Roku this morning introduced the third generation of its lower-cost streaming service, the Roku Streaming Stick, priced at $49.99, and a competitor to other sticks and dongles, like Google’s Chromecast or Amazon’s Fire TV Stick. The new device now includes a quad-core processor which will make using Roku’s software feel speedier than before, and it also introduces a way to use the Stick and Roku’s mobile application for private listening.
That is, thanks to a forthcoming mobile app update, Roku Streaming Stick owners will be able to plug in their headphones to their smartphone, then push a button in the app to stream the audio from their program to their mobile device. Wireless headphones will also be supported.
A similar feature has previously been available for the Roku streaming player models (3 and 4), thanks to a headphone jack on the accompanying remote control – but it had not yet been possible for the stick.
The company says the new device has 8 times the processing power of the prior version, and with the quad-core processor it now tops the processing power of other competitors’ sticks, including those from Google and Amazon.
This is meant to be a big selling point for new Roku, as this entry-level device is meant to attract those who want the convenience of a portable form factor, but who don’t want to suffer from a poor streaming and browsing experience. That hasn’t always been the case with Roku’s earlier models, however – its previous generation sticks could feel a little slow, especially in comparison with its streaming players.
While Roku doesn’t break out which of its devices are the most popular in terms of sales, the company did tell us that overall, the streaming stick category is the fastest-growing in the wider market. That’s why it makes sense that it’s now rolling out a new model – its last update to the Stick was in 2014, after the initial version was introduced in 2012.
In addition, the updated Stick includes other features like more performant, dual-band MIMO wireless for connectivity; the ability to cast video from apps like Netflix and YouTube to the TV; the ability to use the Roku mobile app to play personal videos, music, and photos as well as use it as a remote control; and the recently launched “Hotel and Dorm Connect” feature which makes it easier to connect to wireless networks that have an authentication page.
Like Roku’s newest streaming player, the Roku 4, the Roku Streaming Stick will also run the latest version of the company’s operating system, Roku OS 7.1. This includes changes to the Roku Feed that help you better discover new shows and movies, track those that are coming soon, and follow your favorite programs so you know when new episodes are available.

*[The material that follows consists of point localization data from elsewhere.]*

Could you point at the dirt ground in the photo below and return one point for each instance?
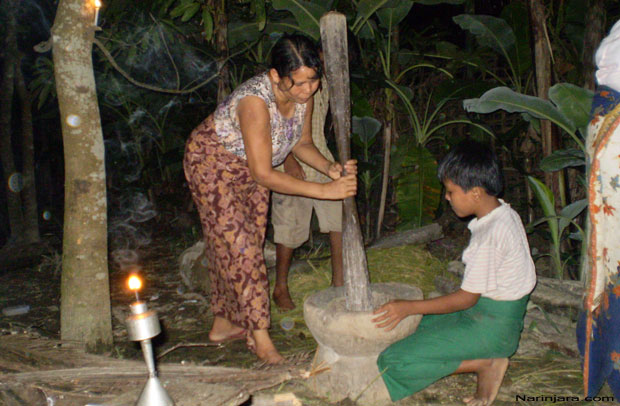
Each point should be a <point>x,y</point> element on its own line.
<point>541,372</point>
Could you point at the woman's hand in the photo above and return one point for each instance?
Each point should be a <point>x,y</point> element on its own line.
<point>293,168</point>
<point>335,169</point>
<point>392,313</point>
<point>341,188</point>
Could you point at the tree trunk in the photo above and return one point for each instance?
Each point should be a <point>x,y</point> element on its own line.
<point>85,293</point>
<point>220,23</point>
<point>592,37</point>
<point>29,192</point>
<point>334,38</point>
<point>12,178</point>
<point>387,148</point>
<point>550,139</point>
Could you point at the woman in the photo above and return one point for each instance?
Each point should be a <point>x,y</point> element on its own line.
<point>229,160</point>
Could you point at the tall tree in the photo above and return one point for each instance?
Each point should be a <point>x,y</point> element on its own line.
<point>542,55</point>
<point>592,37</point>
<point>8,10</point>
<point>29,191</point>
<point>85,293</point>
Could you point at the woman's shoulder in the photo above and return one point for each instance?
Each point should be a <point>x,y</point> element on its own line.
<point>255,86</point>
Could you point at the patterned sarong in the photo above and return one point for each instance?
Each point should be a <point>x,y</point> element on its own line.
<point>233,212</point>
<point>489,329</point>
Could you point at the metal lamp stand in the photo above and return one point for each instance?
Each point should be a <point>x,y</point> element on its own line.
<point>142,325</point>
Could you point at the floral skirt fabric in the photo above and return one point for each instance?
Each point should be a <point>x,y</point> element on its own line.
<point>233,212</point>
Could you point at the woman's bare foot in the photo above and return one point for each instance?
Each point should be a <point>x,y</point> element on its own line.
<point>223,330</point>
<point>490,376</point>
<point>265,350</point>
<point>282,298</point>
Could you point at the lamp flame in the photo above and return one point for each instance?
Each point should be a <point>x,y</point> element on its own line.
<point>134,283</point>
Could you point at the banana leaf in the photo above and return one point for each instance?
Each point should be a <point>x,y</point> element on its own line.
<point>574,102</point>
<point>503,98</point>
<point>547,203</point>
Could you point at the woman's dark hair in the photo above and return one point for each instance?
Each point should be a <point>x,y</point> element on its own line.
<point>291,52</point>
<point>471,164</point>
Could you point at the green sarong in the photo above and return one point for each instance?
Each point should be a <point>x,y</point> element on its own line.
<point>489,329</point>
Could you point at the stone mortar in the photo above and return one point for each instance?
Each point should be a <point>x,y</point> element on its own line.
<point>349,342</point>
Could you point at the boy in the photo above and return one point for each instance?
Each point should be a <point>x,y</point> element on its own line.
<point>476,328</point>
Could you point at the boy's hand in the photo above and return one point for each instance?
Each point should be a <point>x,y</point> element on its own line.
<point>392,313</point>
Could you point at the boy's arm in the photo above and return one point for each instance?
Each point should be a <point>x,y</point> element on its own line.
<point>393,312</point>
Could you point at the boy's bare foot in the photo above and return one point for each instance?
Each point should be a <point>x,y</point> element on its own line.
<point>265,350</point>
<point>490,377</point>
<point>283,299</point>
<point>224,330</point>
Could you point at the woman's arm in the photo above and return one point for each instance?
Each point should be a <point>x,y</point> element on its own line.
<point>393,312</point>
<point>255,126</point>
<point>305,149</point>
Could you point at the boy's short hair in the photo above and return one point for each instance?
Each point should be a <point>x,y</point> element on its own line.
<point>471,164</point>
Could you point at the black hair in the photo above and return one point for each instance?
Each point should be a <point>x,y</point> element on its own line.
<point>471,164</point>
<point>293,51</point>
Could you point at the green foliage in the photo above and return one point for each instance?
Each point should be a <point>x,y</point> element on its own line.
<point>560,159</point>
<point>418,191</point>
<point>307,14</point>
<point>365,130</point>
<point>568,113</point>
<point>557,222</point>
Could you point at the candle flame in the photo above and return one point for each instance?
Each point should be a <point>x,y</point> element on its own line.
<point>134,283</point>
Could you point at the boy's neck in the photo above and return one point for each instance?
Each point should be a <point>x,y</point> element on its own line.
<point>487,204</point>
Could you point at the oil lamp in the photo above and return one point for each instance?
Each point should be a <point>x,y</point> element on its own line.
<point>97,7</point>
<point>142,325</point>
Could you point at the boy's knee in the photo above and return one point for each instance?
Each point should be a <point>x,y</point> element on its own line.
<point>384,360</point>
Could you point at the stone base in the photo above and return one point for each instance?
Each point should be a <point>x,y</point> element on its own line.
<point>349,343</point>
<point>356,378</point>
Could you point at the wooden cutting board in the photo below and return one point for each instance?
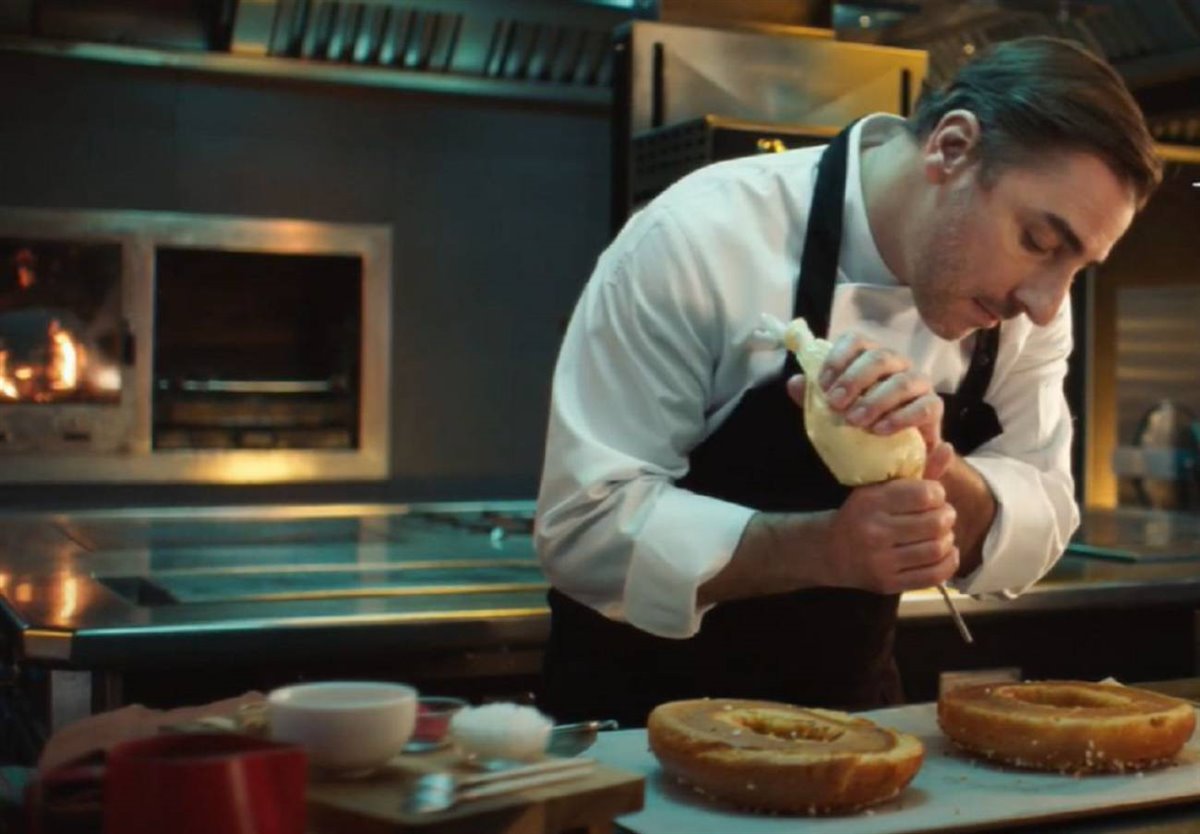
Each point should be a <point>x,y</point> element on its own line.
<point>373,804</point>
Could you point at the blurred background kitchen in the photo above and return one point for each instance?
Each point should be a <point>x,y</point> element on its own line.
<point>282,283</point>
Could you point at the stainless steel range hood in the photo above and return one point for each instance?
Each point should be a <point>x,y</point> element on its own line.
<point>537,49</point>
<point>1155,45</point>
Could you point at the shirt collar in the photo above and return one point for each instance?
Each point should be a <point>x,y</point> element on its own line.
<point>859,259</point>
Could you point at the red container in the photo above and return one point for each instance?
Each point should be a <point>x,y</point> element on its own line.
<point>179,784</point>
<point>205,784</point>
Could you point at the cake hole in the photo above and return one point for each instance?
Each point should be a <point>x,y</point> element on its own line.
<point>791,729</point>
<point>1067,697</point>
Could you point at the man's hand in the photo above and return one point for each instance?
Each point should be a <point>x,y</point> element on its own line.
<point>877,390</point>
<point>892,537</point>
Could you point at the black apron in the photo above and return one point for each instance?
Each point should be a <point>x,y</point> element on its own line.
<point>820,647</point>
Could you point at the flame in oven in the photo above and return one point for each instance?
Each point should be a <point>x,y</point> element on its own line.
<point>51,373</point>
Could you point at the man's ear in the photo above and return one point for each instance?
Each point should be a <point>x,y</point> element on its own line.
<point>949,148</point>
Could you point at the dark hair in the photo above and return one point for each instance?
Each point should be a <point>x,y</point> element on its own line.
<point>1038,94</point>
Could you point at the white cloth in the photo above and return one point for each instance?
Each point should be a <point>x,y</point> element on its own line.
<point>658,354</point>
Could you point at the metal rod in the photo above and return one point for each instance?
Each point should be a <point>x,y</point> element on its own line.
<point>954,612</point>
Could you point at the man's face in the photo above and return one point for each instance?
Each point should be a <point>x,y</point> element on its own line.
<point>995,250</point>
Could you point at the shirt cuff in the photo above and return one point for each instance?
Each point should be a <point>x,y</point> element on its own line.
<point>1024,540</point>
<point>687,540</point>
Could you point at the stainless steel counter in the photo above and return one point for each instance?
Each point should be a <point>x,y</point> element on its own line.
<point>135,589</point>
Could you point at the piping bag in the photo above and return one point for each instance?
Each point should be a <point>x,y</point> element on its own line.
<point>855,456</point>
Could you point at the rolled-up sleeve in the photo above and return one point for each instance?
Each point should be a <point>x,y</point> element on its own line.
<point>631,390</point>
<point>1027,467</point>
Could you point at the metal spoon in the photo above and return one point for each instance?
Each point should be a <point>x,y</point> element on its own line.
<point>571,739</point>
<point>441,790</point>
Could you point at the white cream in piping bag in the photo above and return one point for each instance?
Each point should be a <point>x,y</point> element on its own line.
<point>855,456</point>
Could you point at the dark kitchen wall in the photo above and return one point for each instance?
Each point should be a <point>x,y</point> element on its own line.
<point>498,211</point>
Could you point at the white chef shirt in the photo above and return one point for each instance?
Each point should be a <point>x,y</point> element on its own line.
<point>659,352</point>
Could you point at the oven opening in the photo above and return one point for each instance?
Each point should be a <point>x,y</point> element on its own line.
<point>256,351</point>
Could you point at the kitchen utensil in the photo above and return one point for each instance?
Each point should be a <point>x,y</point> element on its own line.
<point>571,739</point>
<point>441,790</point>
<point>959,623</point>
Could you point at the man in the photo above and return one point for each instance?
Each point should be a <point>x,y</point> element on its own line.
<point>696,544</point>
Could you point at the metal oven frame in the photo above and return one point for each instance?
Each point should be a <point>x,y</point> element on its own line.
<point>139,233</point>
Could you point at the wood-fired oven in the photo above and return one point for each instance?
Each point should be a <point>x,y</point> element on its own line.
<point>168,347</point>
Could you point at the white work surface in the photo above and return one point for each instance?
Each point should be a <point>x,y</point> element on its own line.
<point>948,793</point>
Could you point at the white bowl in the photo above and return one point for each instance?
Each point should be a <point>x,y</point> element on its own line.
<point>345,725</point>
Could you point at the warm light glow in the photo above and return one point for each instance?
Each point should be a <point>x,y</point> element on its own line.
<point>7,389</point>
<point>70,591</point>
<point>65,360</point>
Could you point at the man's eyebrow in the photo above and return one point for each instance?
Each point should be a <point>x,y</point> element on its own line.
<point>1068,234</point>
<point>1063,228</point>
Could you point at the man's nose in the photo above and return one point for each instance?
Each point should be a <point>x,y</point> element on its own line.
<point>1041,297</point>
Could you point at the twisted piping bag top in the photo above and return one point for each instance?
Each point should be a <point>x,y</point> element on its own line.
<point>853,455</point>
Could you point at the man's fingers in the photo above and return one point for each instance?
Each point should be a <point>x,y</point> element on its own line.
<point>796,389</point>
<point>846,348</point>
<point>846,388</point>
<point>929,574</point>
<point>939,461</point>
<point>917,527</point>
<point>893,409</point>
<point>907,495</point>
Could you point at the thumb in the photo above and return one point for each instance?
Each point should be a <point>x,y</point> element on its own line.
<point>796,389</point>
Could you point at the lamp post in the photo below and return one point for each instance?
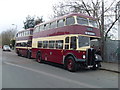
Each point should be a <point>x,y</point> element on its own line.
<point>15,26</point>
<point>13,39</point>
<point>102,31</point>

The update comes at a time when Roku has established itself as one of the leading players in the streaming device market, with roughly 10 million active account holders across 10 countries who are streaming more hours than ever before via their Roku devices. In 2015, streaming was up 73 percent over the year before, for example.
To some extent, of course, Roku’s growth is a reflection of the larger shift away from watching live TV to streaming services, and the need for hardware devices that make that possible for those times you still want to watch on the TV’s big screen.
However, Roku’s advantage in this space is that, because it’s an independent product without its own streaming service to promote, it can be agnostic about its offerings. Today that means over 3,000 streaming channels, and 300,000 movies and TV episodes. Meanwhile, devices like Chromecast, Android TV and Amazon Fire TV/TV Stick don’t always play well with each others’ competing services.
Plus, Roku’s simplified menu and minimalist remote control are a better fit for a more mainstream audience who find the software and hardware from companies like TiVo more complicated to learn.
The Roku Streaming Stick is available for pre-order on Roku.com and will retail later this month at stores like Best Buy, Walmart, and others. The retail price is still $49.99, as with the prior model.